Hello, we haved now reached with the re-rendering the point z-curve=0.25. So we are now rendering the emptiness of north norway. But this has no visible effect on the rendering speed. The rendering performance correlate very good with the queue length. I found now the parameter -num in tirex-batch to limit the queue length. I will restart the process for tiles with z>0.25 and limit the queue to a value of around 5.000.
"vacuum full" is now running more than 1 day. If it's not done tomorrow, I believe I will stop it.

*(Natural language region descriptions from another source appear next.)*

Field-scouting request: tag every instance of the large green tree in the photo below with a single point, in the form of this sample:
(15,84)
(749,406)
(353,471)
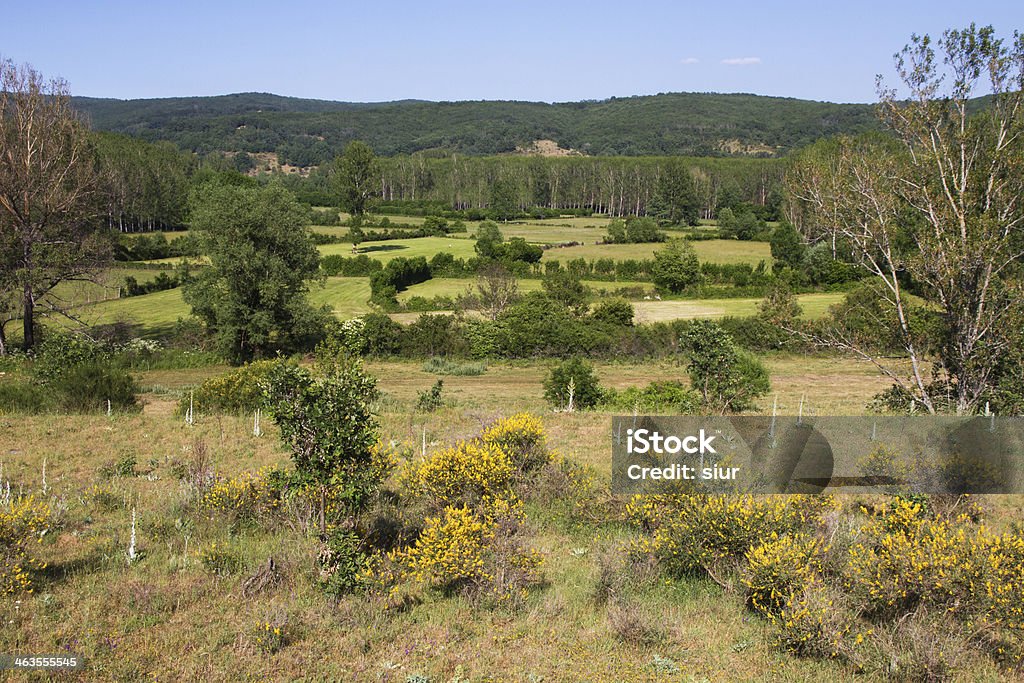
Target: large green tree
(253,295)
(938,205)
(676,198)
(676,266)
(356,177)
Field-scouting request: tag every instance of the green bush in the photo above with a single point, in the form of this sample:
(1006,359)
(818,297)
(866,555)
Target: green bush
(382,335)
(430,400)
(88,387)
(59,352)
(727,378)
(572,381)
(670,396)
(438,366)
(25,397)
(340,562)
(614,311)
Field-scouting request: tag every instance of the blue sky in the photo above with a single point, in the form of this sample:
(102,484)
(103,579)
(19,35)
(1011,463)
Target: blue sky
(448,50)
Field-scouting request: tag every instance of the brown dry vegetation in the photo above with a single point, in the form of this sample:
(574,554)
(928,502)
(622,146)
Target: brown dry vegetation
(166,617)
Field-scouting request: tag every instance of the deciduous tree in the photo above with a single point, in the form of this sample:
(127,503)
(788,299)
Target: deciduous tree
(253,295)
(939,207)
(50,198)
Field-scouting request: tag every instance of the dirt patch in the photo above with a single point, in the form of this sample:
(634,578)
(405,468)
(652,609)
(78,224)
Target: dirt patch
(654,311)
(547,148)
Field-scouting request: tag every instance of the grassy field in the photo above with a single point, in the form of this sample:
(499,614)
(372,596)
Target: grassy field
(453,287)
(385,251)
(168,616)
(714,251)
(346,297)
(814,305)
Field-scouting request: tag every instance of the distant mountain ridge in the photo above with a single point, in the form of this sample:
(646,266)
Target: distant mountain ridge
(305,132)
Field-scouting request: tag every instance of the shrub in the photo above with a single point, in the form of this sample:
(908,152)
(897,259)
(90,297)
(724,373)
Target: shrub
(691,532)
(383,336)
(430,400)
(341,562)
(25,397)
(439,366)
(814,624)
(452,547)
(58,353)
(676,266)
(614,311)
(478,552)
(220,559)
(521,438)
(89,386)
(780,568)
(466,473)
(906,557)
(270,637)
(727,378)
(327,421)
(23,521)
(240,390)
(248,498)
(572,384)
(655,397)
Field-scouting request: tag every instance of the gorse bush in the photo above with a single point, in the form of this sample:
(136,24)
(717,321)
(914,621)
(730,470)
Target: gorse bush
(464,474)
(452,547)
(476,551)
(23,521)
(690,534)
(907,557)
(780,569)
(241,390)
(521,438)
(247,498)
(341,562)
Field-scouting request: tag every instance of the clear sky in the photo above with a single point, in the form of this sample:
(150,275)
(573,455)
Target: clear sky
(448,50)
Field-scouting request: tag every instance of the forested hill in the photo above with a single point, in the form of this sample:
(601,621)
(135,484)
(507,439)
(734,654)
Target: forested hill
(310,131)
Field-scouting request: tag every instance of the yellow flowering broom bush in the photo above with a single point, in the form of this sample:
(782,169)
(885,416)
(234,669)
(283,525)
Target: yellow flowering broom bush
(689,532)
(905,558)
(478,551)
(780,568)
(23,521)
(248,497)
(521,437)
(464,474)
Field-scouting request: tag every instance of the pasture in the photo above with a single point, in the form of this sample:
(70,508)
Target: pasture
(714,251)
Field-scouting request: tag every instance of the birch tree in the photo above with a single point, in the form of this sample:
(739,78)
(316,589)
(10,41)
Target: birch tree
(938,205)
(49,197)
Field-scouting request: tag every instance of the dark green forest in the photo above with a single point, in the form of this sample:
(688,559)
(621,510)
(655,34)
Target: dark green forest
(306,132)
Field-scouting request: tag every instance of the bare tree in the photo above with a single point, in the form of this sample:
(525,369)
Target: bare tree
(939,204)
(49,195)
(496,290)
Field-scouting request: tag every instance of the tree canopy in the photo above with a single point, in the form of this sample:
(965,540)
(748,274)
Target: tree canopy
(253,295)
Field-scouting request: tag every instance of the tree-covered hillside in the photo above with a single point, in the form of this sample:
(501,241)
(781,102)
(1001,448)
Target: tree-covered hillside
(308,131)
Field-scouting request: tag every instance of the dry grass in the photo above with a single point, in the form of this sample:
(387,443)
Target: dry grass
(167,619)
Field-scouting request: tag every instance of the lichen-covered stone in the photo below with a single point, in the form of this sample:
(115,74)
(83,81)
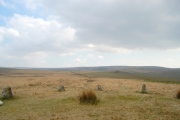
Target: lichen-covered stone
(99,88)
(61,88)
(144,89)
(7,93)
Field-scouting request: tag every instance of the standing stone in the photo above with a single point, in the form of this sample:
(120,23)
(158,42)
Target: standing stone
(1,103)
(7,93)
(99,88)
(144,89)
(61,88)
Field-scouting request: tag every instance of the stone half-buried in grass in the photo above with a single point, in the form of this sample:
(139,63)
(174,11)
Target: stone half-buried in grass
(144,91)
(7,93)
(88,97)
(61,88)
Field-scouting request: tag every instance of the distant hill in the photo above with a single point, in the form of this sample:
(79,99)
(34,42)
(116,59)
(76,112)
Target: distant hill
(151,73)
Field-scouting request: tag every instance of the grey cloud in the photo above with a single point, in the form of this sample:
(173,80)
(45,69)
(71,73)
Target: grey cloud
(132,24)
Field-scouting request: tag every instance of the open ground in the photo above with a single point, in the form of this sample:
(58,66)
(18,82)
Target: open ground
(36,96)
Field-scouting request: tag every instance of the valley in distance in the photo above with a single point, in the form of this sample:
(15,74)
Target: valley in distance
(36,95)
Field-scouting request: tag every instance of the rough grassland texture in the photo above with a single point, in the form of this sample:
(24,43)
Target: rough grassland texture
(88,97)
(36,98)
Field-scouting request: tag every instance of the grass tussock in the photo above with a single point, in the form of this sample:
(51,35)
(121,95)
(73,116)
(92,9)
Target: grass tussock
(178,95)
(88,97)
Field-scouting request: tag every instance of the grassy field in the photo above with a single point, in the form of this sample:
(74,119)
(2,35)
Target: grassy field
(36,97)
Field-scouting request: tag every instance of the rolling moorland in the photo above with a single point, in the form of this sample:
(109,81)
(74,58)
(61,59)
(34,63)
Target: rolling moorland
(36,94)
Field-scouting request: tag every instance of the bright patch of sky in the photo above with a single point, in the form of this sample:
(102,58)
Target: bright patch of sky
(74,33)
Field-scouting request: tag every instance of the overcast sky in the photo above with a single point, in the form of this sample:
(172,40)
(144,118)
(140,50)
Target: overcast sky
(72,33)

Ok?
Greetings Kolossos
Hi all,
Am 08.09.2011, 17:18 Uhr, schrieb Tim Alder tim.alder@s2002.tu-chemnitz.de:
The rendering performance correlate very good with the queue length.
Do you mean this graph: http://munin.toolserver.org/OSM/ptolemy/tirex_status_queued_requests.html
I found now the parameter -num in tirex-batch to limit the queue length. I will restart the process for tiles with z>0.25 and limit the queue to a value of around 5.000.
I fail to see the point (sorry for my tone being provocative, I really don't intend to be rude). Currently the only effect I have is: my changes are not being rendered. This is probably because the queue is not respecting a first-come-first-served order, otherwise the max-tile age would not be so high. And because of this I can see no difference if my changes are not rendered because there are constantly 5000 or growing 558879 (as of now) in the queue.
How about limiting it to *1* (or maybe 2) in order to give other tiles a chance, too?
Why do you fill the queue quicker than it can be rendered? Just adding a delay to slow it down would not harm, would it?
Sorry for whining, I just want *some* tiles rendered! :-))) (And no, it has nothing to do with the replag being horrible, too http://munin.toolserver.org/OSM/ptolemy/replication_delay2.html)
The real solution would of course to fill a separate queue (back- ground) with the automatic rerendering and give missing and dirty tiles a higher priority. And manually dirty marked tiles should be the same priority as missing, btw...
Greetings, Kay
Hello Kay, take an additionally look to the monthly render curve: http://munin.toolserver.org/OSM/ptolemy/tirex_status_requests_rendered.html
It's continuously decreasing curve like a perfect e-function. I have also no idea why the rendering-performance should depend on queue-length but that the only correlation I see. Or why is the rendering of tiles in Alaska much faster than in Norway?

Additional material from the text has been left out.